Photos uploading to iCloud is indeed very related. Please remember if you enabled it or not.

For the reason why it's related, please see this article: http://lartc.org/howto/lartc.cookbook.ultimate-tc.html

If you enabled iCloud Photo Library, try to limit the upload bandwitdh of your Mac (or iPhone or iPad) during the uploading process, by changing your router settings. An example of how to do it: http://www.tp-link.com/en/faq-557.html

Good luck!

Will Cate said...

We have four Macs in our house, all on 10.10.3. We are not seeing this problem at all, *however* nobody uses iCloud.

marxworld said...

Out of interest do you get the same behaviour if you go wired ?

LES said...

For me it was the Photos app. There were multiple background processes involved. So, I put the bandwidth limiter (from the dev tools) on that Mac and the problem 'went away'. Once Photos finally finished syncing (several days), I was able to remove the limiter and everything was fine.

Rich Brown said...

Folks, I'm sorry to say that the article on lartc.org talks about to Wondershaper. It was magnificent in its day - 2002.

But Wondershaper is missing out on the last 15 years of network research. It doesn't handle IPv6. And it is severely out of date with modern network traffic control. That's why Dave Täht wrote the article: Wondershaper Must Die http://www.bufferbloat.net/projects/cerowrt/wiki/Wondershaper_Must_Die

In direct response to the OP:

1) If turning off the Airport on the 10.10.3 computer makes everything work fine, then there's a bug in the wireless. It's not your duty to debug farther.

2) You just got an OS upgrade, so you deserve to get support from Apple. Call the AppleCare folks 800-275-2273.

3) Here's how to find out if your router is bufferbloated: go to the DSLReports Speed Test at http://dslreports.com/speedtest It tests latency *during* the download and upload. (Other speed test sites only test a couple pings before starting the test, so that's no test at all...) If the latency/lag figures get high during the download, then your router is bufferbloated.

4) For more info about bufferbloat, read http://richb-hanover.com/bufferbloat-and-the-ski-shop/ It contains recommendations for making your router less bloated.

Robby CHS said...

Slightly OOT, this problem doesn't only happen on iCloud Photo Library. It also happens when you upload video via Photos (Google+) on Android (tried on Nexus 5).

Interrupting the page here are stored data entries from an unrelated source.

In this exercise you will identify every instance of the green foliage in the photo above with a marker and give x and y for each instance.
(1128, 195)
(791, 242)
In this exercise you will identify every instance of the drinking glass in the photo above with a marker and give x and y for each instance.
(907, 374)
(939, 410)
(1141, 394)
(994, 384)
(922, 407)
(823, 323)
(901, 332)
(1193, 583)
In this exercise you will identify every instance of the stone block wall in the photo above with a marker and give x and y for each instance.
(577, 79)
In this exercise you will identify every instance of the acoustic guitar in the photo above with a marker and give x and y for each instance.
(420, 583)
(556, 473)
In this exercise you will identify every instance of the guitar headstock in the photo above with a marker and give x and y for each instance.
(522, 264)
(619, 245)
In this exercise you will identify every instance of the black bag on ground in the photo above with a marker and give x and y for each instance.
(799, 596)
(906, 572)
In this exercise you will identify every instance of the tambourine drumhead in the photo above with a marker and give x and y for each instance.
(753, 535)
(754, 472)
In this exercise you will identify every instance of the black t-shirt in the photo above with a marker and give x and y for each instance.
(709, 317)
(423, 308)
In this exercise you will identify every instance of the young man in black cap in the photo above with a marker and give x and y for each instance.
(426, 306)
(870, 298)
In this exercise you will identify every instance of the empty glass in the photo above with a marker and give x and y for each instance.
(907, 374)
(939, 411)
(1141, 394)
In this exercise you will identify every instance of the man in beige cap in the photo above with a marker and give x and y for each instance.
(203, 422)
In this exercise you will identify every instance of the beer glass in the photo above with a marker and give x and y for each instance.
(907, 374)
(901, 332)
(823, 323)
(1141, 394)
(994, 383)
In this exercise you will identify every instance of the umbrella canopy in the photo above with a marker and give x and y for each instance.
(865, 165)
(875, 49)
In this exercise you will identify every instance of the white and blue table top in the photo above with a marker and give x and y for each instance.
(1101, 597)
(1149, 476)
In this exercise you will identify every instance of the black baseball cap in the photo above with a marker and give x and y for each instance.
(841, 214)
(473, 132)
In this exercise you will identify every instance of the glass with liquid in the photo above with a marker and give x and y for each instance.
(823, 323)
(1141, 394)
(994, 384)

Thanks Rich Brown for very valuable information!

Ben Oliver said...

Having identical issue. Ping goes up to 1500ms+ when a MacBook Pro with 10.10.3 is connected.

Garrett D'Amore said...

We it does appear that indeed turning off both awdl0 *and* iCloud upload of iPhotos "solved" the problem.

I guess my router firmware does indeed suffer badly from buffer bloat or mishandlng of QoS. (Rescheduling packets for *seconds* is tragically stupid IMO -- better to have a fair-share sharing scheme than to blindy starve one stream in favor of another.)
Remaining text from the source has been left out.